針尾城主
針尾伊賀守貞冶
はりおいがのかみさだはる
[???〜1572年]

世界史の舞台に登場する武将。
小さな島の武将が世界史に登場するのは稀だが、残念ながらどちらというと悪役として登場している。
大村領内で当時貿易港として栄えていた横瀬浦で奉行として務めていた伊賀守は、武雄の後藤貴明と共謀して、おそらく横瀬浦の実権を我が手にともくろんだのだろう、大村純忠に反旗をひるがえし、針尾瀬戸で外国人宣教師たちを襲った。しかし宣教師たちは急病のため船に乗っておらず助かったが、大村純忠からの信頼が厚かった朝長新助(ドン・ルイス)一行が殺された。
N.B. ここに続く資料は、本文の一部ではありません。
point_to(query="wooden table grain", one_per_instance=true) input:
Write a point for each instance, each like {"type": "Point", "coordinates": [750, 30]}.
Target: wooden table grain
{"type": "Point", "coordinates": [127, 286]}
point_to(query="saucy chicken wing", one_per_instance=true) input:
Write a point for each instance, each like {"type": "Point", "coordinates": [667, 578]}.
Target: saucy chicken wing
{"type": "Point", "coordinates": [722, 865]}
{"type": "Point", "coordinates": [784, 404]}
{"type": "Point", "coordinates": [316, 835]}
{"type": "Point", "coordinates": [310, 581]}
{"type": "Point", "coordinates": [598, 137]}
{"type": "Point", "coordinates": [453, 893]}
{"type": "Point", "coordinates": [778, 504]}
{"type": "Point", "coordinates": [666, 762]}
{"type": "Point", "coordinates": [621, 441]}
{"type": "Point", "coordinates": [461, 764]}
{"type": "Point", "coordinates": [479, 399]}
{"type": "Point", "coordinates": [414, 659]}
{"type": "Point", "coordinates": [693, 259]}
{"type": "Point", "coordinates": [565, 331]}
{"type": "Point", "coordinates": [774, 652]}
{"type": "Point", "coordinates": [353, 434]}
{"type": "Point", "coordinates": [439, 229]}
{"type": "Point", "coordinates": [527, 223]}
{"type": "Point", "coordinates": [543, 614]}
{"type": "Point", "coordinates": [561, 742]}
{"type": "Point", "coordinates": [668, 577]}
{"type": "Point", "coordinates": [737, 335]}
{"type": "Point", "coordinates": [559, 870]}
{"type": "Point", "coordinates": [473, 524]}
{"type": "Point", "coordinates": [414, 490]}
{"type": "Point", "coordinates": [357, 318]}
これに怒った大村純忠は針尾の領地を焼却し、伊賀守は追放を余儀なくされ、遠方の地で発狂し、不幸で悲惨な死を遂げたといわれている。
この一連の事件を書き残したのは、危うく助かった宣教師の一人、ルイス・フロイスで伊賀守を「ハリボウ」と紹介し、「この殿は、大村(湾)の海水が極めて激しい潮流となって入ってくるある海峡に城を構えていた」と「日本史」に記している。それが現在の針尾中町にあった針尾城である。
追記
「日本史」によると伊賀守の最後は遠方の地で発狂死したとされているが実際はちがっていたようである。横瀬浦事件後、更に大村純忠を排するために後藤・松浦・西郷の連合軍の一員として永禄6年8月の松岳城攻め、永禄7年の皆瀬山合戦、永禄9年の野岳合戦と次々に参戦した。しかし皆瀬山合戦では長男二郎左衛門を戦死させ、野岳合戦では52歳で出陣し、大村方の一瀬八郎兵衛に組み伏せられ、危ないところを家臣の大曲舎人に助けられた。最後は元亀3年7月の三条合戦で、58歳の高齢にもかかわらず出陣し、敵弾を受けついにこれまでと自決した。
遺体はそこから軍船で針尾島に運ばれ荼毘(だび)にふされた。
まさに戦いに明け暮れた生涯で生傷も多かったであろう、戦国の世に西の端の小島で光を放った伊賀守、いわゆる“ただ者ではない”武将だったに違いない。